Sunovion Pharmaceuticals Inc (Sunovion) today announced results of recent health outcomes research about the use of inhaler devices and associated patient outcomes among COPD patients at the Society of Hospital Medicine’s (SHM) Hospital Medicine 2016 (HM16) conference in San Diego, California. The data, shared through two poster presentations, showcase Sunovion’s commitment to advancing COPD treatment and patient care.
The findings from these real-world observational studies emphasize the need for routine assessment of COPD patients’ ability to use hand-held inhalation devices prior to treatment selection in hospital and community settings. The first study showed that low inhaler confidence and incorrect device technique may be associated with reduced patient satisfaction and poorer health status among COPD patients. A second study demonstrated that a significant proportion of COPD patients received dry powder inhaler treatments despite experiencing sub-optimal peak inspiratory flow rate.

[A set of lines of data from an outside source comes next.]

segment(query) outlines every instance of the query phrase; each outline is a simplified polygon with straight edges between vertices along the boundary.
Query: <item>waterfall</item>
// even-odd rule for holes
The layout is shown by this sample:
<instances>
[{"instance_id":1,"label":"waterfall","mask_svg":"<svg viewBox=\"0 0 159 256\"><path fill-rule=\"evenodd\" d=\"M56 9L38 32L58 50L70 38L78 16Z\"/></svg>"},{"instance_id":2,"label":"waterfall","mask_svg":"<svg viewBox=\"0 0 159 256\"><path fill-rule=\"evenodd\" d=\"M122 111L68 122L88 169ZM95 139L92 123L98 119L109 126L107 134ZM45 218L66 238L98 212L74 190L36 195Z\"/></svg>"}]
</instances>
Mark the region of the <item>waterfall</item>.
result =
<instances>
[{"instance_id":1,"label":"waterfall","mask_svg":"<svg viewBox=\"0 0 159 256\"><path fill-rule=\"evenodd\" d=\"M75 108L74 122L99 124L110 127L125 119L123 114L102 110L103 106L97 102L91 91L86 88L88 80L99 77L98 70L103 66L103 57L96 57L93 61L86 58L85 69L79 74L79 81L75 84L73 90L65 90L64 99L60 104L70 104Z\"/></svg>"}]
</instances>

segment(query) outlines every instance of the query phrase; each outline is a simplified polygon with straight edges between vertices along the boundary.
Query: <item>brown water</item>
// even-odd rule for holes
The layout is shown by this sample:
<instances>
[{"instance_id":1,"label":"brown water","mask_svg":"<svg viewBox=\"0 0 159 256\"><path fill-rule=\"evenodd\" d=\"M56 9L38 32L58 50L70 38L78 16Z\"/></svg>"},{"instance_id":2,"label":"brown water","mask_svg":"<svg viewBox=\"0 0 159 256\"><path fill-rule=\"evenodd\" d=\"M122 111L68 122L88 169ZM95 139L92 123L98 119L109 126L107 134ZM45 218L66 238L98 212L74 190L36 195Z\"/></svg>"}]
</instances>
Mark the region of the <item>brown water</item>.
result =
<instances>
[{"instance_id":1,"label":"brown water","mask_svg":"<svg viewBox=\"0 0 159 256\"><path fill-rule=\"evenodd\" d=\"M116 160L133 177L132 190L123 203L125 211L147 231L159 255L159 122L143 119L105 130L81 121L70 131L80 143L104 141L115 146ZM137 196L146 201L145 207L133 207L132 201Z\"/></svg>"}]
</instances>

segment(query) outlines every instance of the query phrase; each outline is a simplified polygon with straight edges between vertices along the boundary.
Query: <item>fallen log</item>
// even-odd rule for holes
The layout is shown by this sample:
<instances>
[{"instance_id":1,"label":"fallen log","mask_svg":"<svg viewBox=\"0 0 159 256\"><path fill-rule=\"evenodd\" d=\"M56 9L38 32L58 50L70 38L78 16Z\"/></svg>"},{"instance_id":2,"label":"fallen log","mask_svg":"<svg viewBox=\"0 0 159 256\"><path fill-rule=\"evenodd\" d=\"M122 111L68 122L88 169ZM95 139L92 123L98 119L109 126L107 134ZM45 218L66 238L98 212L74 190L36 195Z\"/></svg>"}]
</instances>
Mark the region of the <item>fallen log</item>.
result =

“At Sunovion, we are committed to understanding how COPD treatments impact patient outcomes in real-world settings,” said Krithika Rajagopalan, Vice President, Head of Global Health Economics and Outcomes Research, Sunovion Pharmaceuticals. “The more we understand about the relationship between device selection and its association with patient satisfaction and health status in the complex world of COPD treatment and management, the greater difference we can make in developing medications and device-drug combinations, that can improve patients’ lives.”
This real-world observational study of COPD practice patterns, patient preference and outcomes collected data through a large nationally representative, cross-sectional survey of US physicians treating COPD and their patients. Assessments included in the analysis were drawn from physician and patient reports on the level of patient confidence with using the correct inhaler technique, COPD related health status measured by CAT (COPD Assessment Test) and patient satisfaction with their inhaler devices. At least one in three COPD patients reported low level of confidence with correct use of inhaler regardless of the type of hand-held device they used. Study results also showed that patients reporting low level of confidence with inhaler usage had significantly poorer COPD related health outcomes and treatment satisfaction as compared with patients having high level of confidence with inhaler usage. The study findings suggest that approaches to improve patient inhaler technique, or using alternative delivery mechanisms like the use of nebulizers when appropriate should be considered to ensure optimal patient satisfaction and health outcomes.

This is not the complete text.